- The Washington Times - Sunday, December 18, 2005

Harold Pinter does not mind equating George W. Bush to Adolf Hitler or the United States to the collapsed Soviet Union, and so I don’t see why I should mind pointing out Mr. Pinter is a moral moron.

The English playwright just recently received the Nobel Prize for Literature less because of his art, apparently, than because the Swedish judges are addicted to claptrap politics of the sort he espouses. They seem intent on making their prizes in nontechnical categories more a joke than something any self-respecting person would desire to win.

Mr. Pinter, it has been noted, wrote his most praised theater-of-the-absurd plays years ago. He would scarcely attract anyone’s attention these days if it wasn’t for a radicalism that imitates those plays in their absurdity.

In his Nobel acceptance speech, for instance, he likened the United States to the Soviet Union during the Cold War as if it were equally genocidal and equally oppressive. And America, he said, is “more dangerous than Nazi Germany.”

We are responsible for transgressions. During the Cold War, we supported dictatorial regimes in Latin America and elsewhere that were in some cases brutal, as Mr. Pinter alleges. We should not rush to make excuses for all our acts. But let’s do keep in mind that the Cold War was a war, that the enemy was almost always more brutal and murderous than those we supported, that victory in that war was never a given, and that much of what we did was beneficent, such as giving aid for the rebuilding of Europe.

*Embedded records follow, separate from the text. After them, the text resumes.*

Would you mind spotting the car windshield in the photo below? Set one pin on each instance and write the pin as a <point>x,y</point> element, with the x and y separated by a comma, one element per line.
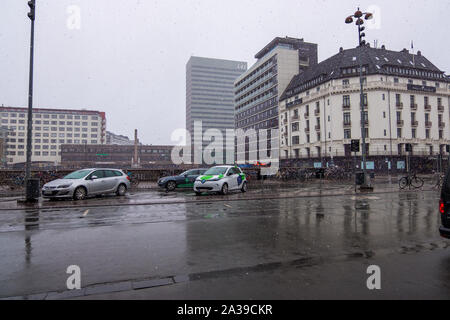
<point>216,171</point>
<point>77,174</point>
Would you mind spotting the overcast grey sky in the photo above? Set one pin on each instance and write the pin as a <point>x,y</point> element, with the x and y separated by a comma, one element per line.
<point>128,57</point>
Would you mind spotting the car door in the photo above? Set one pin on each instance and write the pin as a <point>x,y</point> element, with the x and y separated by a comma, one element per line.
<point>192,175</point>
<point>232,179</point>
<point>95,185</point>
<point>111,181</point>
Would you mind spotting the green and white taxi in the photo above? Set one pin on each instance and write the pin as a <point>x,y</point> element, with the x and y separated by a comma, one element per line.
<point>221,179</point>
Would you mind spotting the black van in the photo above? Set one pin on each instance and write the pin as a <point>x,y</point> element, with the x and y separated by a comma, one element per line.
<point>444,207</point>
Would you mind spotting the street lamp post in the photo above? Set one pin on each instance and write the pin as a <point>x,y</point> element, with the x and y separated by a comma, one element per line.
<point>360,17</point>
<point>31,15</point>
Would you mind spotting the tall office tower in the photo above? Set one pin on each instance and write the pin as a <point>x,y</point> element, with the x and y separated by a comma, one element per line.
<point>257,91</point>
<point>209,96</point>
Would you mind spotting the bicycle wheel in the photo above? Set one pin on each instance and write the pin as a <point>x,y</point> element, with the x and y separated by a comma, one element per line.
<point>403,183</point>
<point>416,182</point>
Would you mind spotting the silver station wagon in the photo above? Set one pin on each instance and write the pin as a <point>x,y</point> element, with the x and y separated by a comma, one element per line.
<point>88,182</point>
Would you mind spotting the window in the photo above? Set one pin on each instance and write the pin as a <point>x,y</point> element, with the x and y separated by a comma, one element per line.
<point>347,118</point>
<point>347,134</point>
<point>397,99</point>
<point>365,102</point>
<point>346,101</point>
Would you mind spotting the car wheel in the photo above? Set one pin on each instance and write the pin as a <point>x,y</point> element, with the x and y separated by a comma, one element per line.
<point>244,187</point>
<point>80,193</point>
<point>121,189</point>
<point>224,189</point>
<point>171,185</point>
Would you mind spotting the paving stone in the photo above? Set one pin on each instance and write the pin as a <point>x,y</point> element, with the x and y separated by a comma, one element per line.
<point>152,283</point>
<point>109,287</point>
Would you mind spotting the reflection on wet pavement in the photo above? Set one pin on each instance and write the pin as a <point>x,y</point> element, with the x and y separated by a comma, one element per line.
<point>133,242</point>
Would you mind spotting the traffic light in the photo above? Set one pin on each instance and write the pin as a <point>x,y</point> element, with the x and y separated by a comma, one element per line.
<point>32,6</point>
<point>361,35</point>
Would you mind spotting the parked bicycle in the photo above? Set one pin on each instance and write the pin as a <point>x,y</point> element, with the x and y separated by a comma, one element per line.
<point>438,180</point>
<point>411,180</point>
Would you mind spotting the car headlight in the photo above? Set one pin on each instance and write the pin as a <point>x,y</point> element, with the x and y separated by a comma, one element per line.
<point>64,186</point>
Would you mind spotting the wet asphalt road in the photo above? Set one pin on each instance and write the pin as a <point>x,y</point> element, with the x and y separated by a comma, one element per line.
<point>280,247</point>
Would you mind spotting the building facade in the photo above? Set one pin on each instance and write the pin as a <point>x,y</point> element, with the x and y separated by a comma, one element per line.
<point>406,101</point>
<point>51,129</point>
<point>112,138</point>
<point>257,91</point>
<point>3,138</point>
<point>114,155</point>
<point>209,95</point>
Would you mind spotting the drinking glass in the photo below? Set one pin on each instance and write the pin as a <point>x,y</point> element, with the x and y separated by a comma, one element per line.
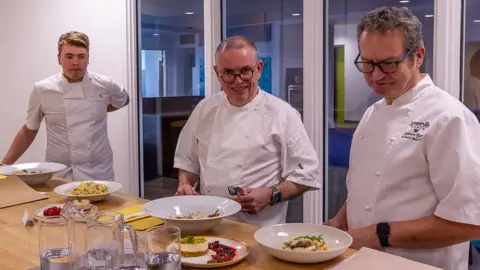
<point>55,244</point>
<point>163,248</point>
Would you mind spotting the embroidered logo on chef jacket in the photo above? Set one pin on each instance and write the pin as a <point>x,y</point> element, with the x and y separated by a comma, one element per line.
<point>417,130</point>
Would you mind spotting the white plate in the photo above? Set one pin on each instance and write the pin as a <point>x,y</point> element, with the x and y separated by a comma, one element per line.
<point>202,261</point>
<point>65,190</point>
<point>88,213</point>
<point>169,207</point>
<point>271,239</point>
<point>42,171</point>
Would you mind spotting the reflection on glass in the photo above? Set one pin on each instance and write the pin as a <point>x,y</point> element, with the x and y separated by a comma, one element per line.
<point>171,82</point>
<point>276,28</point>
<point>348,94</point>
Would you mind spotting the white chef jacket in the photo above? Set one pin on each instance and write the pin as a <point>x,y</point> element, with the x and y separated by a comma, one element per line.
<point>76,123</point>
<point>417,157</point>
<point>258,145</point>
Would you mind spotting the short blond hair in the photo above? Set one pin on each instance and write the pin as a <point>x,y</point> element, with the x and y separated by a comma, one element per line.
<point>74,38</point>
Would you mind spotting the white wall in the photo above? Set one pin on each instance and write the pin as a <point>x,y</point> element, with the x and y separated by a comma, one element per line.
<point>29,32</point>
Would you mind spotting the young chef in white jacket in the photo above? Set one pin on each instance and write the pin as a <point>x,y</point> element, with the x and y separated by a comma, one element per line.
<point>74,104</point>
<point>414,175</point>
<point>248,138</point>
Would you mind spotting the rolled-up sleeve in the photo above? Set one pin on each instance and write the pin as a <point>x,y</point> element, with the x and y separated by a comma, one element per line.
<point>117,95</point>
<point>454,165</point>
<point>299,159</point>
<point>34,111</point>
<point>186,153</point>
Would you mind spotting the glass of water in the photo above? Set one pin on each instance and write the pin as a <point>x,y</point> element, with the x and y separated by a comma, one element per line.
<point>163,248</point>
<point>55,244</point>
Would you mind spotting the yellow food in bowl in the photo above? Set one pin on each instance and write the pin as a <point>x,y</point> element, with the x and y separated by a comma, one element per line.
<point>89,188</point>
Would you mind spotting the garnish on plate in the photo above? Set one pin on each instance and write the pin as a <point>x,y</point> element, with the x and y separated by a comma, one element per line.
<point>223,253</point>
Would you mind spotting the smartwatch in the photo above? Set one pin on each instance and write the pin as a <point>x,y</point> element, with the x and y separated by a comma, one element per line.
<point>383,233</point>
<point>276,196</point>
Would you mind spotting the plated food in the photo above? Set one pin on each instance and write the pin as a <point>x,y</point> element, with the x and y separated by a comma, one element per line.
<point>35,173</point>
<point>93,190</point>
<point>89,188</point>
<point>26,172</point>
<point>197,215</point>
<point>211,252</point>
<point>305,243</point>
<point>194,215</point>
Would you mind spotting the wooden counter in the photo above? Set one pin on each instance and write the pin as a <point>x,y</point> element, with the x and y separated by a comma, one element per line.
<point>19,244</point>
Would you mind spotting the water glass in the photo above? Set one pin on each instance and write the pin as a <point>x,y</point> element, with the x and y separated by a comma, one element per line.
<point>55,244</point>
<point>163,248</point>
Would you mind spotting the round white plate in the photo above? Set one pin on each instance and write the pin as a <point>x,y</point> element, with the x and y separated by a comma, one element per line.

Still, go ahead, focus on the worst of what we did, but then put it next to Josef Stalin’s killing of 5 million people during the last seven years of his life or Mao Tse tung’s killing of maybe 70 million people in China. Those numbers come from a commentary on Mr. Pinter written by Professor Niall Fergusson of Harvard, who also points out “only a fool or fraud” would compare American prisons to the Soviet gulag. Mr. Pinter says the two are pretty much the same thing.

It takes something worse than a fool or a fraud to compare the United States to Nazi Germany and Mr. Bush to Hitler. There are so many ways to demonstrate the idiocy of this assertion that it is almost impossible to know where to start. But how about the treatment of homosexuals? In this country, some are upset because there is just one state that allows same-sex “marriages” and one other that allows gay civil unions. In Nazi Germany, it was, shall we say, worse? Homosexuals were sent by the thousands to concentration camps — and thousands perished inside them.

When it comes to Iraq, Mr. Pinter goes from dumb to dumber. To him, our being there is “a bandit act… intended to consolidate American military and economic control of the Middle East masquerading — as a last resort, all other justifications having failed to justify themselves — as liberation.” The United States, he says, is responsible for “the death and mutilation of thousands and thousands of innocent people” there.

So even though Saddam killed as many as 300,000 of his own people and we deposed him, and though the Iraqi people have risked death by going to the polls in extraordinary percentages, and despite the fact our opponents there are autocracy-advocating terrorists killing mostly their fellow Iraqis, and though the U.S. will obviously get out of Iraq as quickly as there is any hint of stability, this whole idea of liberation is a joke?

Mr. Pinter and leftists like him invariably grant themselves a moral insight most of the rest of us supposedly lack. They see themselves as courageous and superior. But most people really can measure a wrong over here against a wrong over there and which is most grievous, or whether one is wrong at all.

Anyone who thinks Hitler and Mr. Bush are equally evil is someone whose moral compass does not function at all, someone who himself might be susceptible to committing or at least abetting evil, so frail is his ability to distinguish the real thing from something not remotely like it.

If Mr. Pinter is a hero to some, what should we conclude? Just this: They are as morally moronic as he is.

Jay Ambrose is former Washington director of editorial policy for Scripps Howard News Service.